With the ability to reduce the structure of plants to a spaceflight-compatible size, the next step is to optimize their growing environment and nutrient provision to ensure efficient production. Cody spent a month at the Canadian Space Agency (CSA) in February 2012 getting a crash course in exactly how this is done.

Shadowing and learning from his predecessor at CESRF, Dr. Matt Bamsey, Cody learned the ropes of efficiently managing nutrient solutions using optical sensors or “optodes” in the lab where Matt was working at the CSA.

“Plants change their eating habits over time,” Cody notes. “One nutrient solution won’t always have the right proportions, but it is wasteful to empty to the hydroponic system and refill it with a new solution when you think the plants are changing their habits.”

Cody is working with the optodes to sense and react to changes in the nutrient solutions. With time, he hopes to advance the technology so that when deficiencies or excesses are found in the solution, the sensor will send the feedback to a control system that will automatically adjust the solution. Increasing the automation of the system will provide explorers and astronauts more time to focus on important exploration and scientific tasks, without having to worry about food production.

In December 2013, Cody had the opportunity to do a preliminary test on the development of the optode sensors in Chile. He was invited by the Search for Extra-Terrestrial Intelligence (SETI) Institute (Carl Sagan Center) to participate on a research mission in the Andes Mountains. For seven days, Cody worked with scientists from around the world to remotely monitor water quality in one of the high altitude lakes using sensor technology, in preparation for the exploration of Titan, a moon of Saturn on which the only liquid lakes outside of Earth have been discovered.

“The expedition taught me a lot about the mobility and practicality of the sensors. It really was a driving force to push my technology to where it is today,” Cody shares.

NASA equipment floating on lake with mountains behind
The Planetary Lake Lander prototype in Chile that is designed to test systems for exploration of Saturn's moon Titan.

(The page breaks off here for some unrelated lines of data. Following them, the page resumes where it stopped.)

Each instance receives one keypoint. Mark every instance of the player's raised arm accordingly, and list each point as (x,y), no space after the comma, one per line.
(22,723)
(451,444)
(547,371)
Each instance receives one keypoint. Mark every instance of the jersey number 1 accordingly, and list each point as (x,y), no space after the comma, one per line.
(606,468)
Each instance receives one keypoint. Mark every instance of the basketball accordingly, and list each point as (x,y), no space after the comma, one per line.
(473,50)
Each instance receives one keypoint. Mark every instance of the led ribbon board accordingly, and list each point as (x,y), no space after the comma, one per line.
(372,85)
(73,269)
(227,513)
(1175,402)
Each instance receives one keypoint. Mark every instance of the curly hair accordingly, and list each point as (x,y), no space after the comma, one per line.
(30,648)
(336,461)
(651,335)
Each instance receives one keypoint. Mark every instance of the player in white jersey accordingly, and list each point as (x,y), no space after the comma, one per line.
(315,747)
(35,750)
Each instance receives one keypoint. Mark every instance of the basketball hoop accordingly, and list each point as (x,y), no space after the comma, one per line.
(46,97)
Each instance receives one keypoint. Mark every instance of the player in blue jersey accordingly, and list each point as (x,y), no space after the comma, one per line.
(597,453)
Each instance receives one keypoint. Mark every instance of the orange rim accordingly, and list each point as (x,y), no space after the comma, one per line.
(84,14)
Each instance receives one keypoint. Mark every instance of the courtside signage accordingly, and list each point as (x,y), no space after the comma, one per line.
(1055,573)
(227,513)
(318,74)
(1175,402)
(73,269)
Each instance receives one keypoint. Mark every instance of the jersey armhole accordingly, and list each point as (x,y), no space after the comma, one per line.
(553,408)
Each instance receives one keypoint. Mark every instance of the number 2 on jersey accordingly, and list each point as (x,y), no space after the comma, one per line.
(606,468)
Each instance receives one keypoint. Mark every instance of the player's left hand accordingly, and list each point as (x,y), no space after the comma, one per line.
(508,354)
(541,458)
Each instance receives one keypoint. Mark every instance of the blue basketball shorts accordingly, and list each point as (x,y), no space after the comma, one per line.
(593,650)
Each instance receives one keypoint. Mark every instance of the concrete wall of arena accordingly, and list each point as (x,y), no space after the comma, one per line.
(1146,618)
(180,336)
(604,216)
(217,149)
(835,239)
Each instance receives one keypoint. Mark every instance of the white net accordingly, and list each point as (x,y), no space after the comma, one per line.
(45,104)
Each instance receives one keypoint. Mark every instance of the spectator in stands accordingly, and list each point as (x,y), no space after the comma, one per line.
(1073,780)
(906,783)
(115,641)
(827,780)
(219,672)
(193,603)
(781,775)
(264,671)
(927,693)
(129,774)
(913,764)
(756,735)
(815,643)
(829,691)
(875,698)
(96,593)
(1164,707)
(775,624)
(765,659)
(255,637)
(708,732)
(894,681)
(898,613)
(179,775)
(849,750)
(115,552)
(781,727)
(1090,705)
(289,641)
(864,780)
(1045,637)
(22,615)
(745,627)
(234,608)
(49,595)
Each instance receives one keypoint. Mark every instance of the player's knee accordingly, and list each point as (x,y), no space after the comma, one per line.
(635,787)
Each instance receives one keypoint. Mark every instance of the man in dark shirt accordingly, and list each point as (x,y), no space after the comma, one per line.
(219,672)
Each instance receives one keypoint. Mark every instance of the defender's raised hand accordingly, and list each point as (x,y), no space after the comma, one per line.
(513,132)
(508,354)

The work Cody and Thomas continue to pursue at CESRF is vital to ensuring that explorers and astronauts remain productive and healthy by providing them with continual access to fresh food.

Cody continues to develop his sensors while Thomas continues to focus on preparing the plums, and eventually other crops, for growth in the unique conditions present in space.

As for blasting off themselves, they both agree they’ll stick to watching for now.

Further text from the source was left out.